What is keeping Chief People Officers up at night in 2018?

“The world is changing. We all know this. And as that world changes, if you don't transform your company, you're stuck.” – Ursula Burns, former CEO, Xerox and Board Director, Uber

Same to be said for how we recruit, develop and retain the most critical asset to our businesses: talent.


The workplace is transforming and “survival of the fittest” dictates that companies that thrive in tomorrow’s workplace will be those that successfully adapted. We could bore you with the research correlating employee happiness and business profitability – but truth is, you already know this.


Chief People Officers (also known as Chief HR Officers) spend their waking and sleeping hours thinking about how to evolve their recruitment, engagement and retention strategies to the ever-changing workplace. Why? Because these strategies will make or break their businesses. To keep it all the way real, we wanted to share some direct insights from this esteemed group of experts.

So, let’s get to it shall we? Starting with hiring…


Brandon Atkinson, Roviant Sciences


Brandon, Chief People Officer of Roviant Sciences and a former Operations Executive at high growth organizations like Opsware and AppNexus, brings a unique insight into hiring a team of technical people. Recruiting and cultivating the right talent is perhaps the biggest competitive advantage a company can have. “My biggest worry is just being able to bring top talent to the company,” said Brandon.


“As a smaller organization, it is often hard to compete on compensation packages with some of the typical tech giants,” said Brandon. However, he added that, “candidates are asking more and more about the non-financial benefits of joining the company.” These benefits include an array of things from development opportunities all the way to robust employee interest groups. “We have to be prepared to answer those questions and provide programming that meets their expectations,” said Brandon.

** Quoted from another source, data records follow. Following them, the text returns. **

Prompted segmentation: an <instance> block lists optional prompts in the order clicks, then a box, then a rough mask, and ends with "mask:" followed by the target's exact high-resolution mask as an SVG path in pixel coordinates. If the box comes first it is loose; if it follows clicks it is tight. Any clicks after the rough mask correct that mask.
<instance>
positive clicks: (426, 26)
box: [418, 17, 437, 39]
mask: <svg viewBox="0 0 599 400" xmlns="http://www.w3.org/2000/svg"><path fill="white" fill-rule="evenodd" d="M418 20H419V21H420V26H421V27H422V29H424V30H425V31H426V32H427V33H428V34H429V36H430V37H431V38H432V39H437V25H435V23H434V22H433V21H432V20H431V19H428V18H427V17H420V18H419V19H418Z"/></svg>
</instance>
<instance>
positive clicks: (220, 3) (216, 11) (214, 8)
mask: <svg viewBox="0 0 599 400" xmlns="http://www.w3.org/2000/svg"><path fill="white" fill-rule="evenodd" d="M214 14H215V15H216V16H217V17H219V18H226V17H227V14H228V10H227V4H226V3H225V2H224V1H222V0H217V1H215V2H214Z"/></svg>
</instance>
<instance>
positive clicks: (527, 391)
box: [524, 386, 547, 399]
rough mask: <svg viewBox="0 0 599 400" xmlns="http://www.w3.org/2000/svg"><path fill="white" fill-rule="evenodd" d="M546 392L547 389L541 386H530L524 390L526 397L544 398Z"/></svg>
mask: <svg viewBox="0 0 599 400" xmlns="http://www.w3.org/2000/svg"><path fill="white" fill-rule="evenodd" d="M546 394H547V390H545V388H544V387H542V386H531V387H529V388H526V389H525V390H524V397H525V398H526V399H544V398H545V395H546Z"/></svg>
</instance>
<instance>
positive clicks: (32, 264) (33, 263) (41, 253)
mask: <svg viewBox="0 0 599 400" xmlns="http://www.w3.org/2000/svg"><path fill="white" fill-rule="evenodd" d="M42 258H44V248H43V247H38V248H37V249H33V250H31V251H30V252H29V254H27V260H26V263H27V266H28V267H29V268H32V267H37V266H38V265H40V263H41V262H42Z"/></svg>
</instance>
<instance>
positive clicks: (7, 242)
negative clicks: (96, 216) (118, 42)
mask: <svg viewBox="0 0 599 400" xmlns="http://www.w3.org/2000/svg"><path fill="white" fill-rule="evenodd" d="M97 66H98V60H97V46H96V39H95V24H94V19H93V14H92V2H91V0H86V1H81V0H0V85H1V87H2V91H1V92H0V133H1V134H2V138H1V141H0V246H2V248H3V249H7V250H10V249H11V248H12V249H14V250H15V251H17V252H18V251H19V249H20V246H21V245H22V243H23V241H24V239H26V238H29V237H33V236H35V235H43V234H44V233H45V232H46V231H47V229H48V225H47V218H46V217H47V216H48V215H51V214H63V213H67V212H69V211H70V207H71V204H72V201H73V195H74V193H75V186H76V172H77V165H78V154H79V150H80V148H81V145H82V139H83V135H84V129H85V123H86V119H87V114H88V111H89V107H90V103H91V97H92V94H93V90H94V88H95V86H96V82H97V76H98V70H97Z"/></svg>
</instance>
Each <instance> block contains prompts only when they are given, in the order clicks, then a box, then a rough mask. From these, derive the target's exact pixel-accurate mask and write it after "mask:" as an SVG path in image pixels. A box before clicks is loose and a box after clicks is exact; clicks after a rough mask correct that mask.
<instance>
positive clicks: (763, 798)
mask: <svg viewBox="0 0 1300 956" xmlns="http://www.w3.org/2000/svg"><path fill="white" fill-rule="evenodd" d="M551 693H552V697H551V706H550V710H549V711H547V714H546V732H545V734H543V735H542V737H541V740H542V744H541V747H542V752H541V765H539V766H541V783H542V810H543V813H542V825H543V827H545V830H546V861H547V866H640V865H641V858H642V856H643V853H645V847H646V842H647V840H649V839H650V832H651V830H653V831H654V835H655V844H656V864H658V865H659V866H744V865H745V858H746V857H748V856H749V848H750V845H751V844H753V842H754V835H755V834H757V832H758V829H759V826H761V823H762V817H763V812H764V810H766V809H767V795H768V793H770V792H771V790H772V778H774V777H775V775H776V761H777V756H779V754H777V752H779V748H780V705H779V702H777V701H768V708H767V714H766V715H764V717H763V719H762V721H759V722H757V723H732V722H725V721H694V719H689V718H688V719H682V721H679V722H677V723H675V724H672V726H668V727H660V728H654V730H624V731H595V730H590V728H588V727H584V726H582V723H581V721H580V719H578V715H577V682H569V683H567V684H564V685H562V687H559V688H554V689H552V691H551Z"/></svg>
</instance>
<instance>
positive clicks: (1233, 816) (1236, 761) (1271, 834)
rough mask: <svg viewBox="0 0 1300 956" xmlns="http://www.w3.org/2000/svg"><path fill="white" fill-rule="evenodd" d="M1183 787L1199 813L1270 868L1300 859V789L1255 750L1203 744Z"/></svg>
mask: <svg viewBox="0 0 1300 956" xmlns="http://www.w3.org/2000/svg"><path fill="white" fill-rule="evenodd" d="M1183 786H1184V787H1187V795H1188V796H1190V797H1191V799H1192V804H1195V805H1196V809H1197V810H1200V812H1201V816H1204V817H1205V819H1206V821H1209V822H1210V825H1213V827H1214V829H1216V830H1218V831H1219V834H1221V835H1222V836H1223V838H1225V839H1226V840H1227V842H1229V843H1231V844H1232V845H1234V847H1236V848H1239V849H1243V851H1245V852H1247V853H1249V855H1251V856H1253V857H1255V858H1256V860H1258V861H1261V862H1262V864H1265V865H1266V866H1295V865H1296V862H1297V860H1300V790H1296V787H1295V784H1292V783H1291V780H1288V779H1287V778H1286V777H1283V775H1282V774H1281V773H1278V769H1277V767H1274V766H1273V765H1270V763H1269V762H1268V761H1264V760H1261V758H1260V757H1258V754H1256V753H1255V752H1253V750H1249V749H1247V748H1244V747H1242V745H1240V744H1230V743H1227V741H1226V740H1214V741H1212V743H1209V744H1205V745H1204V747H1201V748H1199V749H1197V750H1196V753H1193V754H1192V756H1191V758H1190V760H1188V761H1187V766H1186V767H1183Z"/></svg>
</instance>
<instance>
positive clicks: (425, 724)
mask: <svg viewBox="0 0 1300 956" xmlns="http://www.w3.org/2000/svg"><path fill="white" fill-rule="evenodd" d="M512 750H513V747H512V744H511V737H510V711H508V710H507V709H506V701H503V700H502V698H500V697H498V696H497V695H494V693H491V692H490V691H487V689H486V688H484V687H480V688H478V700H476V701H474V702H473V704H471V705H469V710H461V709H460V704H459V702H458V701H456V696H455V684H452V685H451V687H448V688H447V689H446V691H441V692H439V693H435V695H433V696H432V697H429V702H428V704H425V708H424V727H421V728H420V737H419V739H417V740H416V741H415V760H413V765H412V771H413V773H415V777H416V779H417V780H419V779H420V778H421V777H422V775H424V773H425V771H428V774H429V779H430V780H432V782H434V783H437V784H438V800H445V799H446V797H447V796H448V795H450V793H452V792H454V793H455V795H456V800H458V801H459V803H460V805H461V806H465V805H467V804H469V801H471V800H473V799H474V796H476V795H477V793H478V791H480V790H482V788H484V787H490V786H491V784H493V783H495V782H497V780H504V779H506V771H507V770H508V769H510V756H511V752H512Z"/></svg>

But once they get in the door, how do you create a differentiated employee experience to retain them?


Maintaining Engagement

Meg Makalou, The Climate Corporation


Your dream candidate has accepted the offer. She onboards and gets started. Things are going incredibly well, and she is exceeding expectations. But how do you keep her?

“It’s one thing to get them to join, but how do you keep them engaged?” said Meg Makalou, Chief People Officer of The Climate Corporation. In chatting with Meg, it really seems there are two aspects to this: (1) talent mobility and (2) connectedness.

“Top talent in organizations of much greater size have the opportunity to rotate through several types of roles; they can essentially have multiple careers in one company. It is hard to compete with that,” said Meg. Also, once we have them in their roles, “how do you build scalable opportunities to create those connections in a company that is growing quickly?”

A 2017 HBR article on Work and the Loneliness Epidemic shared that “designing and modeling a culture that supports connection is more important than any single (employee) program.”

Companies seem to be experimenting with solutions to both issues. But here’s the next question: how do you ensure that you’re growing leaders who can have substantial impact on the organization?

# of Leaders << # of Managers

Colleen McCreary, Credit Karma

As people grow in an organization, it is quite common for them to get larger roles, get more direct reports and have greater responsibility. But does having a team automatically make you a leader?

Nope, it does not.


In fact, Colleen McCreary, Chief People Officer at Credit Karma, shared, “there’s a difference between managers and leadership; I frequently seem to be short on leaders relative to manager, no matter where I’ve worked.” When I asked if training was the secret sauce to creating leaders in the organization, Colleen responded, “sometimes its training, but usually it’s experience, confidence, being willing to take risks – being willing to voice an unpopular opinion.“


Of great leaders and the new workplace, Renelle Darr of the Forbes Coaches Council wrote, “humans who embrace wellness, emotional intelligence and conscious growth become leaders and employees capable of working in new ways. Conscious leaders are able to look at the strategy and processes within an organization and begin shifting them by flattening hierarchies and empowering people to bring all of their gifts, talents and values to work. It is these types of cultures where employees not only find meaning at work but produce extraordinary results.”


In summary, the new workplace experience is one where employees feel included, developed and connected. Salary was once the main advantage of one job vs. another, but we’re now seeing a workplace evolve where connectedness, professional opportunities and the strength of leaders is the primary consideration.